Dördüncü sınıflar Muggle Bilimi sınavı için dersliklerine çıktı. Herkes geldikten sonra Profesör Burbage, sınav kağıdı ve optikleri dağıttı.
"Çocuklar, klasik soruları optiklere işaretlemiyorsunuz." diye uyardı peşin peşin.
"Hocam kağıda da ismimizi yazalım mı? Hocam numaramızın başına sıfır koyalım mı? Hocam istediğimiz sorudan başlayabilir miyiz? Hocam kaç kitapçık var? Hocam dört yanlış bir doğruyu götürüyor mu? Hocam her soru kaç puan? Hocam bitiren çıkabilir mi? Hocam beşinci soruda iki şık aynı!" Mine bir Türk olarak yapması gerekeni yapmıştı.
Sınav çıkışı Mine ve arkadaşları, bahçede oturmuş, sınav hakkında konuşuyordu.
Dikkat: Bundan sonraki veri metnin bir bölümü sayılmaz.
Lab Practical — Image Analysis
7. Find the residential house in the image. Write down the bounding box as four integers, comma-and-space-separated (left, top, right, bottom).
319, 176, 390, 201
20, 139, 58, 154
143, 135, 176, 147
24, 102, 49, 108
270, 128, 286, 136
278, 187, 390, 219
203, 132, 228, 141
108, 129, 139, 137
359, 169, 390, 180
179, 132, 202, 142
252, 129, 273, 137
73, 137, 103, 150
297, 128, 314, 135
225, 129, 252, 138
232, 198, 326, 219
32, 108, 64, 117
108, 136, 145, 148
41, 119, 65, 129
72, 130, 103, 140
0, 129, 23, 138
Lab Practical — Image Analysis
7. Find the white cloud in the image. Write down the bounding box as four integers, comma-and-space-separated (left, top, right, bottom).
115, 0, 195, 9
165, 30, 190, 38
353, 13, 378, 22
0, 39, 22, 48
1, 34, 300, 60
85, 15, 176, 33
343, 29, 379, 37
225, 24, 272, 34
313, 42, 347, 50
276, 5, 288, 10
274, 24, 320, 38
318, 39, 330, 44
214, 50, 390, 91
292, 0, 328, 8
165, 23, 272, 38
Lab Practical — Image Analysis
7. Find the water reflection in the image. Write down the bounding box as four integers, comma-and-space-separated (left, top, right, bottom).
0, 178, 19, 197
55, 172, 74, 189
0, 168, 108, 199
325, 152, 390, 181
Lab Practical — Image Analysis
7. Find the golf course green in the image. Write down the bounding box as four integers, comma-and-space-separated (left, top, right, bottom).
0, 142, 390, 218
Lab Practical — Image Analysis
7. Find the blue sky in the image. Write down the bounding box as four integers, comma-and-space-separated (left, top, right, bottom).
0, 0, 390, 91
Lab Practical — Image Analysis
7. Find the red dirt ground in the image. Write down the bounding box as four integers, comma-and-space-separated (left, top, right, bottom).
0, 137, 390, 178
O sırada Draco ve birkaç Slytherin öğrencisi daha yanlarına geldi.
"Sınavın nasıl geçti? Eminim Muggle Bilimi'ndeki başarından dolayı baban seninle gurur duyuyordur(!), Evliyaoğlu -yoksa Riddle mı demeliydim?"
Tüm Slytherinler soğuk bir kahkaha attı. Diğer öğrenciler rahatsız olmuşa benziyordu.
Draco yüzünü ekşitti: "Ne kadar yazık. Dünyanın gelmiş geçmiş en güçlü büyücüsünün kızı bir sünepe."
Uzaklardan bir ses duyuldu: "Dediklerine dikkat et, Malfoy!"
Fred asasını ona doğrultarak hızla yürüyordu.
"Uhuhuu... Şuna bakın! Bana meydan okuyorsun demek, Weasley. Seni düelloya davet etmek isterdim ama sevimli kızıl saçlarını yakmak istemiyorum."
İyice sinirlenen Fred, asasını salladı ve Draco'yu bir sümüklüböceğe dönüştürdü.
"Biri ezmeden revire götürseniz iyi edersiniz." dedi gülerek.
Slytherinler sümüklüböcek Draco'yu da alıp oradan hızla uzaklaştı.
"Çocuklar, bakın anlatabilirim." diye tedirgin bir şekilde söze başladı Mine.
"Hepimiz biliyoruz, Mine. En başından beri." dedi Cedric.
"Hepiniz biliyordunuz ve bana söylemediniz mi? Hayatım hakkında bilmediğim daha ne var acaba?"
Mine ağlayarak koşmaya başladı.
Gölün kenarına vardığında, bir kayanın üzerine oturdu. Ağlamaya devam ederken, olanları düşünüyordu.
Fred de gelmişti. Mine'nin yanına oturup ona sarıldı.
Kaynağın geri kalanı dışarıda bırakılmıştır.